Eat this for stronger bones

By: Dr. Victor Marchione | Bone Health | Saturday, March 05, 2016 - 09:30 AM

Eat this for stronger bonesTime and time again, we are told that for strong bones we need calcium, but with a growing number of individuals who are lactose intolerant, achieving recommended calcium through dietary means can be difficult.

Although calcium is the primary mineral for strong bones, there are many other vitamins and minerals that your bones need as well. If calcium alone hasn’t improved your bones, you may need to find an alternative.

Well, there is some good news in the research for strong bones that reveals you don’t necessarily need to drink milk for strong bones. In fact, you can enjoy a healthy snack of the fruit variety, while still boosting your bone health.

Dried plums shown to improve bone mineral density

Sunsweet, the producer of dried fruit, has worked alongside the National Osteoporosis Foundation (NOF) to uncover that consuming a low dose of dried plums (50g) can help improve bone mineral density. But how can that be when one cup of dried plums only had seven percent calcium? Well, it’s the other nutrients found in dried plums that give them their bone-strengthening qualities.

For the study, postmenopausal women consumed 50g of dried plums, 100g of dried plums, or none at all. The researchers observed tartrate resistant acid phosphatase-5b (TRAP-5b) over the course of three and six months, as it is a marker of bone resorption. They found over the three- and six-month time periods that TRAP-5b decreased in women who consumed the dried plums.

The researchers said, “These results confirm the ability of dried plum in improving [bone mineral density] in older postmenopausal women and suggest that lower doses of dried plums (i.e., 50g) may be as effective as 100g of dried plums in reversing bone loss in older, osteopenic postmenopausal women.”

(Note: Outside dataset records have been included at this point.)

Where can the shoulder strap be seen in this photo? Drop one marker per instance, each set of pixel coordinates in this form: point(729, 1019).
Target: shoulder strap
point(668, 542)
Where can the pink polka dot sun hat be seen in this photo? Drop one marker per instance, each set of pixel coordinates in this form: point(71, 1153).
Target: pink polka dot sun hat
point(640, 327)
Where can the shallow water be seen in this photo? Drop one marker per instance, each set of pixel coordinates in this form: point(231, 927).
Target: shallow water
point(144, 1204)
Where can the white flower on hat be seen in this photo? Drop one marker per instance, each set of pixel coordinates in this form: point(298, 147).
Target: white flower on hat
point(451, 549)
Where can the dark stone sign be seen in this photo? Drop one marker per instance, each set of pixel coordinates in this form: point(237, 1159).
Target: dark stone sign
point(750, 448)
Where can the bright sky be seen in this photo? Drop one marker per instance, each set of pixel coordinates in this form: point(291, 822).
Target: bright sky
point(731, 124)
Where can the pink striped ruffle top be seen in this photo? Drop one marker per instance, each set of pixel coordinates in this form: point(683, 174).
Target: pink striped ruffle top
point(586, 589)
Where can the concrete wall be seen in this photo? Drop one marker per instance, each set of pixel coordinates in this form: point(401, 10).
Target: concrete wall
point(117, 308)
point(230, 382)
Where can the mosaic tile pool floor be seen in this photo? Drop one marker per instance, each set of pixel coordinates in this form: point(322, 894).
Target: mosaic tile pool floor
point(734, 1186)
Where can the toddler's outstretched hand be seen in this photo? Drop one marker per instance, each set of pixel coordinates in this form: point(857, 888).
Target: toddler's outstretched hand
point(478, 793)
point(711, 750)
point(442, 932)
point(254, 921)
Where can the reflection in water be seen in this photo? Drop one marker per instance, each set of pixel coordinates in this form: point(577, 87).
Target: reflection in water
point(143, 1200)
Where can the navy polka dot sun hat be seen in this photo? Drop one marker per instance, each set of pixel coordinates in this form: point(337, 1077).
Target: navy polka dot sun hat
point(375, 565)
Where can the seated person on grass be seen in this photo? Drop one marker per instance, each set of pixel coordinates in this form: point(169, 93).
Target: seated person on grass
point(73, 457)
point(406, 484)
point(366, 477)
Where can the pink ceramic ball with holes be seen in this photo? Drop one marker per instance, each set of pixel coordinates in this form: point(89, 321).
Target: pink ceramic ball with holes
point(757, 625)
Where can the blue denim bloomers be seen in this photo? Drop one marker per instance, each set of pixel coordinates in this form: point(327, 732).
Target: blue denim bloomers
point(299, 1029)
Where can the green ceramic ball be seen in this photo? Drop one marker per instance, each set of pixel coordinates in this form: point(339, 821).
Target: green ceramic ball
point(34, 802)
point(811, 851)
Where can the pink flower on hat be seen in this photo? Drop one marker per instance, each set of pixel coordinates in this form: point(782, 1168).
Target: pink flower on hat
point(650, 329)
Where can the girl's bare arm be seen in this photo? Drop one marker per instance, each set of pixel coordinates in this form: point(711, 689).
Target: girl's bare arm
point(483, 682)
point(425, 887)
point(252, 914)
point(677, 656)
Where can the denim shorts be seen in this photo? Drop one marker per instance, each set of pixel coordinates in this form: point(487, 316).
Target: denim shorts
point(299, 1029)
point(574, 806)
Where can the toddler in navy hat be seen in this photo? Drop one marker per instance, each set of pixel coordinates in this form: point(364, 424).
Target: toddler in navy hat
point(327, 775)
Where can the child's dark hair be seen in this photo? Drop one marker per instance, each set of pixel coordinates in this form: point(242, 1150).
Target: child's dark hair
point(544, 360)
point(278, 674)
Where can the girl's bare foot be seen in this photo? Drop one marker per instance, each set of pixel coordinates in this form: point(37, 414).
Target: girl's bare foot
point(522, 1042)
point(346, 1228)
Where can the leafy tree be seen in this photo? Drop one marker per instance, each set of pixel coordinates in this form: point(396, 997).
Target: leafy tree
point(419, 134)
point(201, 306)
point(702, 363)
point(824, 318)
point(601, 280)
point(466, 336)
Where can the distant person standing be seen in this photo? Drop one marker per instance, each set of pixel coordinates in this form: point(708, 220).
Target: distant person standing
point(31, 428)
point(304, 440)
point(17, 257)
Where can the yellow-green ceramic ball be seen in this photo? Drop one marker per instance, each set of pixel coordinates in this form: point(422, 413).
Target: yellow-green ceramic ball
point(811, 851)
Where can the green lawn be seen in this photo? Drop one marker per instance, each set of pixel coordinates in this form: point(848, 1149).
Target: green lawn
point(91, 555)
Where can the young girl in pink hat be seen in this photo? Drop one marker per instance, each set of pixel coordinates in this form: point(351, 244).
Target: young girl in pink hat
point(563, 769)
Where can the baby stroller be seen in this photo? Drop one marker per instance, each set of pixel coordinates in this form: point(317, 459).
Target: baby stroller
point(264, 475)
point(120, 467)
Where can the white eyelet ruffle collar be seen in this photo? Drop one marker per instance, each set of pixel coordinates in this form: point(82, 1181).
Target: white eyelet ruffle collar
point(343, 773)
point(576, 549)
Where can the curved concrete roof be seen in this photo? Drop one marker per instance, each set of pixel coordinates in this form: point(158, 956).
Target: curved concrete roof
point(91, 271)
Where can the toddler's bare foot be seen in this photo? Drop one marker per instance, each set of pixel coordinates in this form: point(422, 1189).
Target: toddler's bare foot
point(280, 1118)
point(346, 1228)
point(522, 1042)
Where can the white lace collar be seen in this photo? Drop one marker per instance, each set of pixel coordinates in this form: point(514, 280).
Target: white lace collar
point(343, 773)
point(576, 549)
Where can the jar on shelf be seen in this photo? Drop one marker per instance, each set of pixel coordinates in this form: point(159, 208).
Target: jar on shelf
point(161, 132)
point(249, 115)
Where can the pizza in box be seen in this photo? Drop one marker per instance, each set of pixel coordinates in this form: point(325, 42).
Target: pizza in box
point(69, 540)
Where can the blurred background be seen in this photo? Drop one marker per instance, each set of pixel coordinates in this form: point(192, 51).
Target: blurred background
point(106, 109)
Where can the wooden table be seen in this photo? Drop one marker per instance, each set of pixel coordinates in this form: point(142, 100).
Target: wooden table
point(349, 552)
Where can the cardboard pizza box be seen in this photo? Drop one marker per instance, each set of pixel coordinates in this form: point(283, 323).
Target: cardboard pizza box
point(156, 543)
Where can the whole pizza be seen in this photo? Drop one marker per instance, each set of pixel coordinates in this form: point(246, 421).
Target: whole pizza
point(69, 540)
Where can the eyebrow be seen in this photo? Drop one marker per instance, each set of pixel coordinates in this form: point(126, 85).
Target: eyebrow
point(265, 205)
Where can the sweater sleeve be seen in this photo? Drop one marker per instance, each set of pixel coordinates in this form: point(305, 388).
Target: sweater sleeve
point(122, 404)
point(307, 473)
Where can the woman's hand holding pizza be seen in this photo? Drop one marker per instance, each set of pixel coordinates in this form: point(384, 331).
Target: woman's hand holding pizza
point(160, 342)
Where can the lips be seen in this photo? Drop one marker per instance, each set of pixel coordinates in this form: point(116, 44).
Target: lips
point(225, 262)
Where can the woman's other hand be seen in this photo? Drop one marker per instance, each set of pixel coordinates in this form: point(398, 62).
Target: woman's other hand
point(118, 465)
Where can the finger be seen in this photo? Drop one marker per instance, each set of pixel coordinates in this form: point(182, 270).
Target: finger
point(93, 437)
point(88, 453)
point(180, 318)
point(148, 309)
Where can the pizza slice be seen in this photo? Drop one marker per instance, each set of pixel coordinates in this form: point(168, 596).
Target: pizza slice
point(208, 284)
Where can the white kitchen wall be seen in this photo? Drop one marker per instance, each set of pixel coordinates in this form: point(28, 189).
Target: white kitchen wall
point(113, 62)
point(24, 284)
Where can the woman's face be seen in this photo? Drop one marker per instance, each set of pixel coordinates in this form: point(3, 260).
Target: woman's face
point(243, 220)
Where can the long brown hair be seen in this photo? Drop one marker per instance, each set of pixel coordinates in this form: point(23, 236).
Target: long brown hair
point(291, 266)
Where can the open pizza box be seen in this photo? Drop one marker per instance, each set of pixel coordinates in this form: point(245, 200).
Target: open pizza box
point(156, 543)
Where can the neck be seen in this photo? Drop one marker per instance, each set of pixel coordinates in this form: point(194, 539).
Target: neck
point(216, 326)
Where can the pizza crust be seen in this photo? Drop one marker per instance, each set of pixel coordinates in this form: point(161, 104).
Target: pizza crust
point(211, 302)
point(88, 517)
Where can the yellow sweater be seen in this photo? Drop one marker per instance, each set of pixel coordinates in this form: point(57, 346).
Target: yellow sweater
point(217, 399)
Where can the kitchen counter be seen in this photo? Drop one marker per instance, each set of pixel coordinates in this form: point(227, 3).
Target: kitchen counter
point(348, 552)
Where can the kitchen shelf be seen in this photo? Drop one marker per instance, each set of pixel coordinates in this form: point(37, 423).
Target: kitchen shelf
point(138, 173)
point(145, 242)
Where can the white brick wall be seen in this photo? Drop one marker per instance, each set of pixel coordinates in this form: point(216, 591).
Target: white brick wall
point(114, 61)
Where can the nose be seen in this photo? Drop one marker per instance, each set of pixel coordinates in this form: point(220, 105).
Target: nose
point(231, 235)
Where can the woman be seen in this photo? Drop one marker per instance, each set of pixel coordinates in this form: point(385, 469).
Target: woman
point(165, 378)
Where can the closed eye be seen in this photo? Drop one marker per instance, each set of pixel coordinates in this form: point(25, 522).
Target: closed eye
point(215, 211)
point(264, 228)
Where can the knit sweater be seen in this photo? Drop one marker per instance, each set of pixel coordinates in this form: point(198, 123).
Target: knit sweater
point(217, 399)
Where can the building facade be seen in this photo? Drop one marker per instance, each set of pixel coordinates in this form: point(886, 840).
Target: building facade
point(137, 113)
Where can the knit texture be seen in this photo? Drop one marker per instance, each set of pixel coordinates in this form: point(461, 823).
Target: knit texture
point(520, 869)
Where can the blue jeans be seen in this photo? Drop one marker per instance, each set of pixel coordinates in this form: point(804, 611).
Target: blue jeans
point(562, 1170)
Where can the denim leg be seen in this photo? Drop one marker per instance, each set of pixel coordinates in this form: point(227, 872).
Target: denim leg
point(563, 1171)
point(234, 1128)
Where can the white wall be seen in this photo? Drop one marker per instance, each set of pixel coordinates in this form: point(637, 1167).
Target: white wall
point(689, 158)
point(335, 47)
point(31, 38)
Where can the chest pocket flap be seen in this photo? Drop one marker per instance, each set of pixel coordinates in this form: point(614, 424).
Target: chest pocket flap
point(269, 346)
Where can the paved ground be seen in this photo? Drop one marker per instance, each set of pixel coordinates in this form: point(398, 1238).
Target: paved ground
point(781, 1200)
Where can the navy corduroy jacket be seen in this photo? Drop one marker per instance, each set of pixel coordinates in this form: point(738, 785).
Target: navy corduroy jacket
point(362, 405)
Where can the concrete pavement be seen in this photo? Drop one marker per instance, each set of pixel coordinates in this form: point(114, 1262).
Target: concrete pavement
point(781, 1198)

Dr. Shirin Hooshmand who was part of the study said in a news release, “Our research suggests that the consumption of nutrients found in prunes, like potassium, magnesium, and vitamin K, are important for bone health. The new Peak Bone Mass Study is an exciting addition to the growing body of evidence of the role of nutrition can play in developing optimal bone health.”

Older, postmenopausal women are at highest risk for osteoporosis – a bone disease – which increases the risk of fractures, negatively impacting a person’s way of life. Finding effective dietary means to help improve bone strength in this population is essential as it may not always be easy to exercise or to consume dairy products. Furthermore, prunes offer other health benefits as well. Being a high source of fiber, they promote regularity and fight off constipation, which is another common problem among seniors. So, why not improve many aspects of your health, bones included, by consuming a low dose of prunes daily?